Les médecins en cumul emploi-retraite pourraient être bientôt exonérés de cotisations dues à la Carmf. À l’occasion de son intervention télévisée, mercredi soir sur France 2, Emmanuel Macron s’est prononcé en faveur de cette mesure qui fait l’objet de discussions dans le cadre du PLFSS 2023 (projet de loi de financement de la Sécurité sociale) en cours d'examen à l'Assemblée nationale.
Le président de la République souhaite ainsi inciter les libéraux en fin de carrière à prolonger le plus possible leur exercice afin de lutter contre la désertification médicale. « On a besoin de les garder », a expliqué Emmanuel Macron, faisant le constat que « nous n’avons pas assez de médecins » à l’hôpital et en ville et rappelant que 25 % des praticiens en exercice ont plus de 60 ans.

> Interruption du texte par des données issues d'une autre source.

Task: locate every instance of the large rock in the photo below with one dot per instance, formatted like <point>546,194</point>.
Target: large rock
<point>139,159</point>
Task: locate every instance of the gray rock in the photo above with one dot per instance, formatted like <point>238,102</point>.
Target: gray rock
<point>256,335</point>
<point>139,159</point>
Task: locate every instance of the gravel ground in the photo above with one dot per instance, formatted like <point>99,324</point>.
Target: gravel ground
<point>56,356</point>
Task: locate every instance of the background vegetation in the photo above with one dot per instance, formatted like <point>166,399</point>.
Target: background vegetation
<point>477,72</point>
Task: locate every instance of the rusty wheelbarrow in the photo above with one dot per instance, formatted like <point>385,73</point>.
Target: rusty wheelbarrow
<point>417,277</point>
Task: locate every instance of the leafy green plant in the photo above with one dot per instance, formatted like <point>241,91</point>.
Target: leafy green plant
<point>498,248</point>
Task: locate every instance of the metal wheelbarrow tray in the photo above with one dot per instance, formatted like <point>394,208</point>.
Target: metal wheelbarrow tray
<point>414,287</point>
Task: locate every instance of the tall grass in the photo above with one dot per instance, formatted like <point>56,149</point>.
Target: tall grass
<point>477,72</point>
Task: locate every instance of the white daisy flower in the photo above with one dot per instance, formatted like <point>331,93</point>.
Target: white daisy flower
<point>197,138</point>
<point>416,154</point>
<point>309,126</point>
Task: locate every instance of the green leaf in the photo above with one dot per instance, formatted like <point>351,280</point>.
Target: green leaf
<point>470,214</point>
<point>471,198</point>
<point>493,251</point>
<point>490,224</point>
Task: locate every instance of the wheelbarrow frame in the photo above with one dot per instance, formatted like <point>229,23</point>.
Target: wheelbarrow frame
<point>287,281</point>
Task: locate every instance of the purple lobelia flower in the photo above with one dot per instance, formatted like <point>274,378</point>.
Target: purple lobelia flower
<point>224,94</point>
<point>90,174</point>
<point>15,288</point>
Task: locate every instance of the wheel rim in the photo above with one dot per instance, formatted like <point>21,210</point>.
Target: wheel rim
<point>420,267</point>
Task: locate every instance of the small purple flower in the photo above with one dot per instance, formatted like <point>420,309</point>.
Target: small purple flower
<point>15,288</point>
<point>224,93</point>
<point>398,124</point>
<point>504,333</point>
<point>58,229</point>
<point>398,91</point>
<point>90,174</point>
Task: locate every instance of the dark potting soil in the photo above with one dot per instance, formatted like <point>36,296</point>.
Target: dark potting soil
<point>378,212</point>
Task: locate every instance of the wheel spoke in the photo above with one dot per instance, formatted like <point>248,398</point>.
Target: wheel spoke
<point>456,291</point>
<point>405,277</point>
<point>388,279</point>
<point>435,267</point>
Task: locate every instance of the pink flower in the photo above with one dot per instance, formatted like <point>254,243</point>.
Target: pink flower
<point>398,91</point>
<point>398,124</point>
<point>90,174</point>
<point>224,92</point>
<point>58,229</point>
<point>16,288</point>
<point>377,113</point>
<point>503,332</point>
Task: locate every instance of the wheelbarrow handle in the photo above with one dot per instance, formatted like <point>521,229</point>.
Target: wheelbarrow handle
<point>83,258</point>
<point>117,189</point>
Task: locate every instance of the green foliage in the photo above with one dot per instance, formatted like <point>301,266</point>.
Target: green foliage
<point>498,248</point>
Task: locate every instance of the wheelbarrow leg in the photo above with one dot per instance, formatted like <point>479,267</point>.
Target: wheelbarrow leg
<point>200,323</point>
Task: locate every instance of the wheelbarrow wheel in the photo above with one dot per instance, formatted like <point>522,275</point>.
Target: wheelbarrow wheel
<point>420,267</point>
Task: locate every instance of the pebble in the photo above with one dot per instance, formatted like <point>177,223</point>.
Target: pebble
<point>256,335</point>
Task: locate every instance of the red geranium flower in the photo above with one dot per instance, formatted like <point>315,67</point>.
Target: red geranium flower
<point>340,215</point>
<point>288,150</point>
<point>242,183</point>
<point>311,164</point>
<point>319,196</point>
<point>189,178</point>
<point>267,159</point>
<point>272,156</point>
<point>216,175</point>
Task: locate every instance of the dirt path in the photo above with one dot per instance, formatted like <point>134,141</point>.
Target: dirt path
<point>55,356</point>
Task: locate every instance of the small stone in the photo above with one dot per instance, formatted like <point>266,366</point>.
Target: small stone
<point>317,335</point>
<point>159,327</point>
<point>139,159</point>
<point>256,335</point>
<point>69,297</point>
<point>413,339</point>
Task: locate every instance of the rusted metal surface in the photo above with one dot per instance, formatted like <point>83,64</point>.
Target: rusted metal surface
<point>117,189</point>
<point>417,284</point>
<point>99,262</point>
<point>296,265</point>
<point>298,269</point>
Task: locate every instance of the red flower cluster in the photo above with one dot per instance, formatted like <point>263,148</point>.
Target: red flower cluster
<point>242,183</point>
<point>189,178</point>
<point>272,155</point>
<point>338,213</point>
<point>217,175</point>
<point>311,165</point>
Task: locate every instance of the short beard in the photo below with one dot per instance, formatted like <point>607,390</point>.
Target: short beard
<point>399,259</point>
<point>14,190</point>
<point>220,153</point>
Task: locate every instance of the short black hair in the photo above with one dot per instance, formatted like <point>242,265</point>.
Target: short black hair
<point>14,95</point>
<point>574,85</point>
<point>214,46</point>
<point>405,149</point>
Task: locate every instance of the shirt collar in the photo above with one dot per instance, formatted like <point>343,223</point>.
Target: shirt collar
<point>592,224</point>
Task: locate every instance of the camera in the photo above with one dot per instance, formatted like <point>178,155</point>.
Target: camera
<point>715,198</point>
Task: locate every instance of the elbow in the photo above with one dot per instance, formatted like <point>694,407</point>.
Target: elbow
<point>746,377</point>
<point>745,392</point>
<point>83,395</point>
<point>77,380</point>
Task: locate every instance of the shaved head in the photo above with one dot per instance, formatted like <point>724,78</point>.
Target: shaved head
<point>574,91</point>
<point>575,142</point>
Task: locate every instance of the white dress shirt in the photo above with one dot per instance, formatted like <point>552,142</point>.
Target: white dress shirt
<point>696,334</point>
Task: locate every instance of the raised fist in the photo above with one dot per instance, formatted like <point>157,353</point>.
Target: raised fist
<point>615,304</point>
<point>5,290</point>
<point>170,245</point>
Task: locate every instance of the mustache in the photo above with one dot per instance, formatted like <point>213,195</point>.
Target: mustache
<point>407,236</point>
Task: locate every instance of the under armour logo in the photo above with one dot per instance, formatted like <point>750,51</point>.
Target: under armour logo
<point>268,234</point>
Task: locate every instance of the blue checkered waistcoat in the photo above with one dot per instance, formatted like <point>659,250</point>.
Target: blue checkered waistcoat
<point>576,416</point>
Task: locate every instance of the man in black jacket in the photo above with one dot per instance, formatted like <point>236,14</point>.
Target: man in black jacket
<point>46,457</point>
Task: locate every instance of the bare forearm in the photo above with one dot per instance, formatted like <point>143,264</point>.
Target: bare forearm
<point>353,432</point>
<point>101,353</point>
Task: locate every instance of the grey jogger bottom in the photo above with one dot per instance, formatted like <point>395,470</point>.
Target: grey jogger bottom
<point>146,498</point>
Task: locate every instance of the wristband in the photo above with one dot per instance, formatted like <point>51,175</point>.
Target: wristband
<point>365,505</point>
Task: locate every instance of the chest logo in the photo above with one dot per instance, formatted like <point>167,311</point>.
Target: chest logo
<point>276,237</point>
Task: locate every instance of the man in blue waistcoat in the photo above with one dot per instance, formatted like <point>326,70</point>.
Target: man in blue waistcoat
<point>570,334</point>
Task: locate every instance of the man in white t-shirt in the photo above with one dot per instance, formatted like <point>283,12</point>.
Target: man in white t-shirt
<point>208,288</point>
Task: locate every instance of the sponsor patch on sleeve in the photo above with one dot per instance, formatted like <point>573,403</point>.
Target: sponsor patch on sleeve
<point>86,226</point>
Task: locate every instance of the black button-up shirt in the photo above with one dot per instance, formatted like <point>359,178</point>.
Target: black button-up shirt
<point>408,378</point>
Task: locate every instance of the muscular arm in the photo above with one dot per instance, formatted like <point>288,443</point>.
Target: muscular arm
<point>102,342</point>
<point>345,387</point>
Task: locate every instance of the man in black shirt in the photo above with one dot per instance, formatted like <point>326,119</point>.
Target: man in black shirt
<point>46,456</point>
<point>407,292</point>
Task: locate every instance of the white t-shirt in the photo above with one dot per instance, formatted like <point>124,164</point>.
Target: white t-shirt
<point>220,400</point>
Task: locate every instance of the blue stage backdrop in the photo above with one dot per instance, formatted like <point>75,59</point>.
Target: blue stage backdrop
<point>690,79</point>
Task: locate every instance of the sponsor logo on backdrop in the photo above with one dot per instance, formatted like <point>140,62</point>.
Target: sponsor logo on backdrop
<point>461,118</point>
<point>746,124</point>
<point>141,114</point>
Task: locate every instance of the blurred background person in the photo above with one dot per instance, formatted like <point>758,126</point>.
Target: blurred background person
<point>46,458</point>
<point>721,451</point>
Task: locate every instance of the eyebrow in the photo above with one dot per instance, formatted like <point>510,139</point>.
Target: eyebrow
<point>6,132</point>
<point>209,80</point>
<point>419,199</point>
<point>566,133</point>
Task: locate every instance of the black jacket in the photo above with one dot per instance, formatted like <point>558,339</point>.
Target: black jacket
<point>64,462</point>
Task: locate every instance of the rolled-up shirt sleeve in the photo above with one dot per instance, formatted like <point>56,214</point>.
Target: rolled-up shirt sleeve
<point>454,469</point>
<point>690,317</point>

« On va faire quelque chose de très simple », a dit le chef de l’État. « Tous les médecins qui arrivent à la retraite, on va leur permettre de prendre la retraite mais au premier jour de leur retraite de pouvoir continuer leur activité et de garder tous les revenus qui sont les leurs pour eux sans payer de cotisation retraite nouvelle », a-t-il détaillé, considérant qu’il s’agit « d’un vrai changement de vie ».
Amendement Juvin
Prévue dans le PLFSS, cette disposition en faveur du cumul emploi-retraite avait fait l'objet d'âpres discussions en commission des affaires sociales de l'Assemblée nationale. Au départ, l'idée avait été portée par un amendement du Pr Philippe Juvin, député LR des Hauts-de-Seine adopté contre l'avis de la rapporteure Stéphanie Rist. Mais lors de la discussion en séance publique, le gouvernement a repris à son compte cette mesure. L'article 7 sexies ainsi créé indique que « sous réserve que leur revenu professionnel non salarié annuel soit inférieur à un montant fixé par décret, les médecins sont exonérés, au titre de leur activité professionnelle en qualité de médecin, des cotisations d’assurance vieillesse ».
Pour la Carmf, cette modification va provoquer un manque à gagner du régime qui « pourrait aller jusqu’à 7,3 % des cotisations à hauteur d’un milliard d’euros, soit 73 millions d’euros », déplore le Dr Thierry Lardenois. Le président de la caisse avait déjà alerté le ministre de la Santé dans une lettre ouverte datée du 21 octobre. « Au total ce sont près de 200 millions de pertes de recettes potentielles et même si le plafond de revenus vient réduire ces pertes, elles impacteraient à coup sûr les résultats du régime complémentaire déjà déficitaire et du régime ASV tout juste proche de l’équilibre », ajoute-t-il. Pis, non seulement « il n'est pas certain que ces exonérations entraînent un supplément de médecins en cumul », mais en plus « elles pourraient même inciter certains médecins à avancer la liquidation de leur retraite afin de bénéficier d’un supplément de rémunération ».
Un manque de recettes pour la Carmf
La FMF partage cette inquiétude. « Si ces exonérations ne sont pas compensées, la Carmf va devoir soit augmenter les cotisations des actifs soit baisser le montant des retraites de 8 % pour pouvoir conserver l'équilibre du régime construit grâce aux efforts des médecins actifs et retraités », prévient le Dr Olivier Petit, responsable du dossier retraite au syndicat. Dans un courrier, l'organisation présidée par la Dr Corinne Le Sauder rappelle qu'il y a eu déjà un précédent en 2019 avec des exonérations des cotisations retraite complémentaire vieillesse (ASV) des médecins pour favoriser l’exercice des cumulants en zones sous-denses.
« Or cette mesure n'a pas été compensée par l'État et il y a eu un manque de recettes pour le régime ASV », ajoute le Dr Petit. En tout cas, si cette mesure venait à passer, le médecin assure que la Carmf va être « dans l’obligation d’annuler la revalorisation du point de retraite complémentaire envisagée au 1er janvier 2023 ». Lors de son colloque annuel, le 17 octobre, le Dr Lardenois, avait en effet prévu une hausse de l'ordre de 5 % de la valeur du point du régime complémentaire, en janvier prochain.
Le SML ne partage pas du tout cette crainte. « Particulièrement bien gérée, la Carmf dispose de 5,6 milliards d’euros de réserves, ce qui lui permettra de faire face à ce manque de recettes additionnelles », écrit-il dans un communiqué. Le syndicat compte même demander au Sénat d'amender cette mesure pour la prolonger « pour une durée de cinq ans pour assurer la transition démographique ».